Step 2: Dry flowers in the oven
Make sure any thick stems are removed before placing flowers on a baking sheet. This makes for a prettier potpourri collection.
Arrange the flowers face up on a cooling rack set on top of a baking sheet. I recommend using parchment paper on the baking sheet for easier cleanup.
Bake the flowers at 200°F (93°C) for 1-2 hours until the flowers have fully dehydrated. They can continue to dry naturally if removed from the oven too soon.
Continue baking flowers in batches until you have the number of dried petals desired.
Step 3: Add fragrance oil or essential oil
Dried flowers won’t typically retain their original fragrance after drying. To enhance the scent, add 5-10 drops of fragrance oil or essential oil to the dried petals. Then, gently toss the mixture.
You can pour the mixture into a paper sack to let the fragrance permeate the flowers.
More crafts with fragrance oil
You will most likely have fragrance oil left over after making potpourri. You can use the remainder for diffusers, soaps, lotions, sugar scrubs, or room sprays.
Step 4: Add orris root powder
The secret ingredient to making potpourri last is orris root powder. It acts as a fixative to enhance the scent of the fragrance oils and preserve the potpourri longer.
Add 1-2 tablespoons of the powder to your dried floral mix, and toss it gently. Again, a paper sack works well for this step.
Step 5: Place potpourri in mason jar or sachets
I used this gift tag maker to create my own custom tag. Then I printed and cut a cover for the mason jar lid using the same pattern.
Pro Tip: To allow the potpourri to “breathe” in the mason jar, try using one of these flower frog lids. Otherwise, potpourri that isn’t fully dehydrated can become wilted in the jar.
How to Make Potpourri with Citrus Fruit
One popular variation to this recipe is using citrus slices mixed with dried florals or spices. For a unique fall or Christmas potpourri, try this combination:
- Dried orange slices (using the same oven-drying method in this tutorial)
- Cinnamon sticks
- Dried roses
- Holiday scented oils
Pin it for later!
How to Make Potpourri
- Oven (if drying in oven)
- Baking sheet (if drying in oven)
Oven Drying Fresh Flowers
- If using fresh flowers from the garden, pick the flowers in the morning after the dew has evaporated.
- Trim off any thick stems. If desired, you can remove petals from layered flowers like roses.
- Place parchment paper on a cookie sheet (optional), and gently lay the flowers on a baking rack, face up.
- Bake the flowers in the oven at 200°F (93°C) for 1-2 hours until the flowers have fully dehydrated. Continue baking the flowers in batches until you have the desired amount of dried petals.
- Place the dried flowers in a paper sack or bowl. Then, add 5-10 drops of fragrance oil or essential oil. Toss gently to combine the mixture.
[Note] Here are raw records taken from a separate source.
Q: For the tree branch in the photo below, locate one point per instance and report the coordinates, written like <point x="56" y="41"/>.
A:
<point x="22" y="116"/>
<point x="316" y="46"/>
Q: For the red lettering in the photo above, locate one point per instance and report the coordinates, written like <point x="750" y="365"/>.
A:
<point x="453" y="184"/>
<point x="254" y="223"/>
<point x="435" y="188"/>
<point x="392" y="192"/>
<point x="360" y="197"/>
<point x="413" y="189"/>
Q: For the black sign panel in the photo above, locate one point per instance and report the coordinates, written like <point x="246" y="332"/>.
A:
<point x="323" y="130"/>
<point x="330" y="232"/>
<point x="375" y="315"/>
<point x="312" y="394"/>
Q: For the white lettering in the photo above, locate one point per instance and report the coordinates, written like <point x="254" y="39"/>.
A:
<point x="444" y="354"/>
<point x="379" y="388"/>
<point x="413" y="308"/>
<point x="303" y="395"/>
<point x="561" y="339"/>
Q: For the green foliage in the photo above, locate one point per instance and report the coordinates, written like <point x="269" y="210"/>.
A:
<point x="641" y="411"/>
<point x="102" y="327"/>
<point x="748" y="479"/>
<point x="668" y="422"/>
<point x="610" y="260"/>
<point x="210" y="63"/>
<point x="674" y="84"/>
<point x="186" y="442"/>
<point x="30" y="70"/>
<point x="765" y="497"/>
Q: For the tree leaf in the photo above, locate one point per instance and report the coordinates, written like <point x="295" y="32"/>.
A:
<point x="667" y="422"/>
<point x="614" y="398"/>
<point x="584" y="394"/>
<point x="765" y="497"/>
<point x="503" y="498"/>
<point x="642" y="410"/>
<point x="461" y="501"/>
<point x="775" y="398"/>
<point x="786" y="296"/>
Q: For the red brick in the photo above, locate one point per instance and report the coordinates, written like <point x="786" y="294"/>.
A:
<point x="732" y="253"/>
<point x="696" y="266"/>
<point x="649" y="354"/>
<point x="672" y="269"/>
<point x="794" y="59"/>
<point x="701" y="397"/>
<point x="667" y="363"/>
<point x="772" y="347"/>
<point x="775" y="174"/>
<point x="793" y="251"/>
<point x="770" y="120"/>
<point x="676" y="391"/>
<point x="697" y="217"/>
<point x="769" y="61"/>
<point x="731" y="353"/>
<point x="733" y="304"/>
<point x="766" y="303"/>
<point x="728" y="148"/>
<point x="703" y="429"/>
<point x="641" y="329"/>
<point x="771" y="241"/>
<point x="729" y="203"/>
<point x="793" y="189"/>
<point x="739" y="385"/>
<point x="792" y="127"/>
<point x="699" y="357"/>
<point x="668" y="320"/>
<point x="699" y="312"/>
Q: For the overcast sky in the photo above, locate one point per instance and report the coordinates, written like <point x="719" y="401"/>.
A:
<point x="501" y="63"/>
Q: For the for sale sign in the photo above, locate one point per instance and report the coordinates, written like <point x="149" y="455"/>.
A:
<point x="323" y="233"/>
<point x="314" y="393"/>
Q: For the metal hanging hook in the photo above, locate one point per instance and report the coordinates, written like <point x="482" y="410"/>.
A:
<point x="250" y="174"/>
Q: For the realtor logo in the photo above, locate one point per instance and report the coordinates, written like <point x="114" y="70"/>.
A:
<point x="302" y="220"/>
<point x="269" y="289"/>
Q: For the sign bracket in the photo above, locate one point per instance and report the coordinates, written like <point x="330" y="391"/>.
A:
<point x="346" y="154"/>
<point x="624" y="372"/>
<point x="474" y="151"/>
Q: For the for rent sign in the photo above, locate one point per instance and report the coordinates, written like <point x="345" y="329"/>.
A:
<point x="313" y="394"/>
- Add 1-2 tbsp of orris root powder to the mixture, and gently toss to combine.
- Let the mixture sit overnight. Then, place the potpourri in a mason jar or sachet bag for gifting.
Using Store-bought Dried Flowers
- Follow steps 5-7 above.
FAQs on How to Make Potpourri
How long does homemade potpourri last?
Like any craft with dried flowers, you can expect the color of potpourri to gradually fade over time. With orris root powder and high-quality fragrance oil, potpourri can last 2-3 years. To prolong the scent, you can add more drops of scented oil as needed.
How do I make potpourri last longer?
To make your homemade potpourri last longer, avoid placing the petals in direct sunlight. The orris root powder will help retain the potpourri scent longer, but you can always add more drops of the fragrance oil as needed.
Can I use silica gel to dry my flowers?
You can certainly use silica gel for potpourri. Silica gel is my preferred method of drying flowers when you want to retain a flower’s shape and color. However, most potpourri mixes consist of petals rather than whole flowers, so using silica gel is not necessary.